D: Exatamente. E eles estão a centenas de milhões de anos-luz de distância, e você está sentado lá e meio que, você sabe, a insignificância de você dentro daquela enorme, enorme, vasta extensão de tempo e espaço, você apenas pensa ‘Que porra é essa cara, que ponto é esse?’, e eu lembro de ter uns 12 ou 13 anos e ir, eu não sei, o que realmente me pegou, realmente me fod*u, como se realmente me levasse a um ponto em que eu não sabia que havia algum ponto, como “qual é o ponto disso”. E então, aconteceu isso comigo. Eu não lembro claramente, alguns anos, tendo esse momento de saber, de ler essas coisas, eu acho que era mecânica quântica, não consigo lembrar o que era, teoria das cordas ou algo muito acima do meu entendimento, mas, assim, era sobre a composição do universo; matéria e antimatéria eram exatamente o ponto em que o universo inteiro veio à existência, e isso levou a um ponto em que tudo o que estava no universo era expandido a um ritmo tão grande que se expandiu desta coisa, e tudo e toda a energia que já vai estar no universo estava naquele…. e eu estova bravo (louco)… mas então o conforto que eu tirei disso foi que o sua ‘maquiagem’ de moléculas, ou átomos, ou seja o que for, sua ‘maquiagem’ é tão importante quanto qualquer tecido naquele espaço a qualquer momento, então se você não existisse, o universo inteiro não existiria porque esse equilíbrio não seria criado . E isso é como…

B: Eu tenho um significativo novamente.

D: Eu sou este significado, e eu não tenho que gostar de olhar para as estrelas, elas não existiriam, e o tempo e o espaço não existiriam se esse conjunto de coisas não estivesse acontecendo. E eu lembro apenas de estar tipo ‘Oh fod*-se, ok, eu posso dormir’.

B: estou bem.

D: eu estou bem. Porque eu permiti que espaço e tempo existissem antes de mim, e eu permiti que existisse, você sabe, o que seria o infinito.

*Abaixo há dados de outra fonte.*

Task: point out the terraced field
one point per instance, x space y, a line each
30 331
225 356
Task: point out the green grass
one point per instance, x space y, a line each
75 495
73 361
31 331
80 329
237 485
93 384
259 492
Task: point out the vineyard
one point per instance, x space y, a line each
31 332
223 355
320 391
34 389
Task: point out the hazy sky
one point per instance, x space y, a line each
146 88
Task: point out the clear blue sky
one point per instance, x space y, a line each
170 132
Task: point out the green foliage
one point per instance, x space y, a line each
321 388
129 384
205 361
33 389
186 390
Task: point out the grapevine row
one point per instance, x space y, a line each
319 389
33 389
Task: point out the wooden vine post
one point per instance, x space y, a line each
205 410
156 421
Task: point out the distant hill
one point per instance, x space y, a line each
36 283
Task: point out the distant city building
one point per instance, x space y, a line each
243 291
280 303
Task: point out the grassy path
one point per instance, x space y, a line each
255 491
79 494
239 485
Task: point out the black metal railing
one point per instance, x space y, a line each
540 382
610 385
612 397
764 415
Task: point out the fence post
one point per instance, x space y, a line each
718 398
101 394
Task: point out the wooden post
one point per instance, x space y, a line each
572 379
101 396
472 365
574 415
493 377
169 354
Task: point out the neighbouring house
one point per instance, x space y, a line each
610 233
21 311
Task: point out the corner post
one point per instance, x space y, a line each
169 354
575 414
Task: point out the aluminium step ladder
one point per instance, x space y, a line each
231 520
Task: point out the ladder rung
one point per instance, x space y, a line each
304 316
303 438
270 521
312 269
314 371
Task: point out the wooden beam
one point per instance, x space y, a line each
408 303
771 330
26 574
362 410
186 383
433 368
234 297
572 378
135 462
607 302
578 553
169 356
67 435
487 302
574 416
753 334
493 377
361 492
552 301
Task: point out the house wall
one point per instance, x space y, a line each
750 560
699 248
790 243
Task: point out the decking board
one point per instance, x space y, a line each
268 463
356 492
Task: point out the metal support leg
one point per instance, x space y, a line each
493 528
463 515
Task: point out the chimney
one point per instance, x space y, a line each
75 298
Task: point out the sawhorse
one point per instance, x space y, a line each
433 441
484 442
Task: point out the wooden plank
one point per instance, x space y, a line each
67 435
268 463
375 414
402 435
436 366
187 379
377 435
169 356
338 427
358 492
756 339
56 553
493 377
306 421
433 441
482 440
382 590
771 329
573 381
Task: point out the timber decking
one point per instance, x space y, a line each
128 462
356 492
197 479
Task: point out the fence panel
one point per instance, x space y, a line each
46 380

B: É algo sobre você redescobrir seu próprio significado e propósito, e é isso que tantas crenças espirituais trazidas pelas pessoas.

D: Totalmente, você está dizendo a mesma idéia que nós nos importamos, e se nós nos importamos então… não só nos importamos, e é importante que eu também permita que outras pessoas existam, você sabe como se eu permitisse que…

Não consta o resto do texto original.